Time to relax, to sleep late, to read, to take long walks, even to cook -- these, too, are part of the lure. Not worrying much about your clothes, hair or makeup is an additional pleasure.
But leaving behind the hectic city for a week or two of more leisurely life can be enticing for another reason: The town itself may offer an alternative -- and appealing -- urban experience.
Many vacation towns were established in the 19th century and, thanks to preservation efforts, have retained much of their historic character.
Narrow, pedestrian-scale streets; legible street-block patterns; village greens; and town squares all impart a sense of visual coherence and identity that's generally lacking in modern American cities and suburbs.
In historically authentic settings, even unfamiliar ones, it's hard to resist nostalgia about what seems to have been a simpler time. It's so easy to romanticize the good old days before television, microwave ovens or the Internet. You feel magically transported into the past, imagining what life was like a century ago and believing that, while on vacation, you are somehow emulating that life today.
There are hundreds of such vacation towns in the United States, in the mountains or near lakes, rivers and especially the sea.
I recently spent several restful days visiting friends whose summer house is part of a picturesque vacation settlement named Thousand Island Park, N.Y. Established in 1875, the town's simple grid of streets and blocks occupies the southwestern tip of Wellesley Island in the St. Lawrence River, the border between Canada and the United States.
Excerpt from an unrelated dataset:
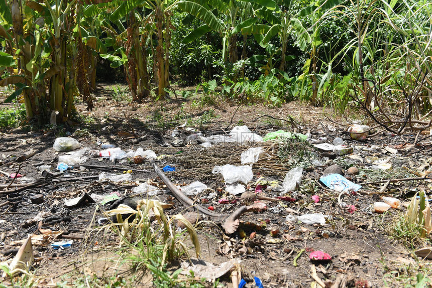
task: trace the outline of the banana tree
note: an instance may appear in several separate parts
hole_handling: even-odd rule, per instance
[[[264,7],[272,10],[279,9],[273,0],[213,0],[197,3],[181,1],[176,5],[181,10],[195,16],[203,23],[201,26],[186,36],[185,42],[191,42],[210,30],[217,31],[222,35],[223,60],[225,61],[228,58],[232,64],[238,60],[237,49],[238,34],[241,32],[242,28],[257,22],[257,18],[253,17],[254,7]],[[218,16],[220,18],[212,13],[213,10],[218,12]],[[249,16],[248,18],[247,16]]]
Thousand Island Park is made up of about 350 modest Victorian-style houses. Framed, clad and trimmed with wood, most houses -- owners call them "cottages" -- have porches and steep, peaked roofs. Many have been restored and expanded. But all construction, from fences to finials, is first reviewed and then closely watched because any visible changes must conform to stringent historic-preservation criteria.
At the center of Thousand Island Park is a beautiful village green, a spacious, rectangular lawn shaded by mature trees. Along the eastern edge sits a tiny but exquisitely maintained Greek Revival library. Across the street from the green is a large playing field.
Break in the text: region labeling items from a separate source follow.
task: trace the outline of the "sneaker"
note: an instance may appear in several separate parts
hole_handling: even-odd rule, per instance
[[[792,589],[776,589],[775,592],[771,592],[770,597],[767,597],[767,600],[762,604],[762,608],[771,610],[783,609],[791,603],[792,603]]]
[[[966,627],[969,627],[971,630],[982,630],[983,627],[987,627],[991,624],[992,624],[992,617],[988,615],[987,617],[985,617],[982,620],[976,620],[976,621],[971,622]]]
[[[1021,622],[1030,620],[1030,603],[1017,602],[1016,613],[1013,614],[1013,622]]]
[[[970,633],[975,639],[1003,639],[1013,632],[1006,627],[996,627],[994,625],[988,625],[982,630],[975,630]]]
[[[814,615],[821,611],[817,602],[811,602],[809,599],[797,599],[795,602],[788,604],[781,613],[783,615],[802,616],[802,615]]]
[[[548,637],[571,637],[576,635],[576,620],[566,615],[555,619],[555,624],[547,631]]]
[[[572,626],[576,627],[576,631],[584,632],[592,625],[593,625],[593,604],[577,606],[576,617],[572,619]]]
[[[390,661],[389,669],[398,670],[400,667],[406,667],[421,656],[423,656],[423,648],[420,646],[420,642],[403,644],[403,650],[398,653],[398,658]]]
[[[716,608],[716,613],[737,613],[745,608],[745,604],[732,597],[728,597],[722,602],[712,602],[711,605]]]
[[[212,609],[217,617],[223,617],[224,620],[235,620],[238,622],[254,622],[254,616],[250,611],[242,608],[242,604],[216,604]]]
First- and second-story porches of a three-story Victorian-era hotel overlook the green on the north. A long two-story commercial building with a small eatery and general store is near the playing field. A couple of blocks north of the green is the Tabernacle, a multi-purpose building for religious services, community meetings and nighttime movies. Along the river, south of the athletic field, is the rebuilt town dock.
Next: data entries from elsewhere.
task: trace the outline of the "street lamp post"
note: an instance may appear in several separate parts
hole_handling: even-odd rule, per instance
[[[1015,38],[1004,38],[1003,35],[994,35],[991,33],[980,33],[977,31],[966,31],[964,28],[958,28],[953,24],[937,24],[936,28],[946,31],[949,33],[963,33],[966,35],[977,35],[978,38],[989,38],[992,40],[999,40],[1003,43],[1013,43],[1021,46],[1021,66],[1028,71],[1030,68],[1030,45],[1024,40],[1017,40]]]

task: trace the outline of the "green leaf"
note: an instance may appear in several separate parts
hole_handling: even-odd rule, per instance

You can stroll everywhere with ease and see cars driving by only occasionally, and always slowly. Apart from walking, the preferred modes of transportation are golf carts, bikes and boats. Summer regulars, both owners and renters, clearly know and socialize with one other. But severe winters keep most owners and renters away.
It didn't take long to understand why summers at Thousand Island Park seem so idyllic. The small-town urbanity is genuine; the historic ambience is enchanting; the weather is agreeable; and the broad St. Lawrence River, like a lake dotted with countless islands, provides a natural setting hard to match.
How easy it was to pretend at times that we had returned to the 19th century, that maybe we were channeling those few Americans who had the means then to build vacation homes in that region.
And how hard it was to stop pretending, leave Thousand Island Park and return to Washington. Fortunately, we took pictures to remind us that, thanks to preservation, restoration and continuing use of historic buildings and towns, we can still visit the past.
Roger K. Lewis is a practicing architect and a professor emeritus of architecture at the University of Maryland.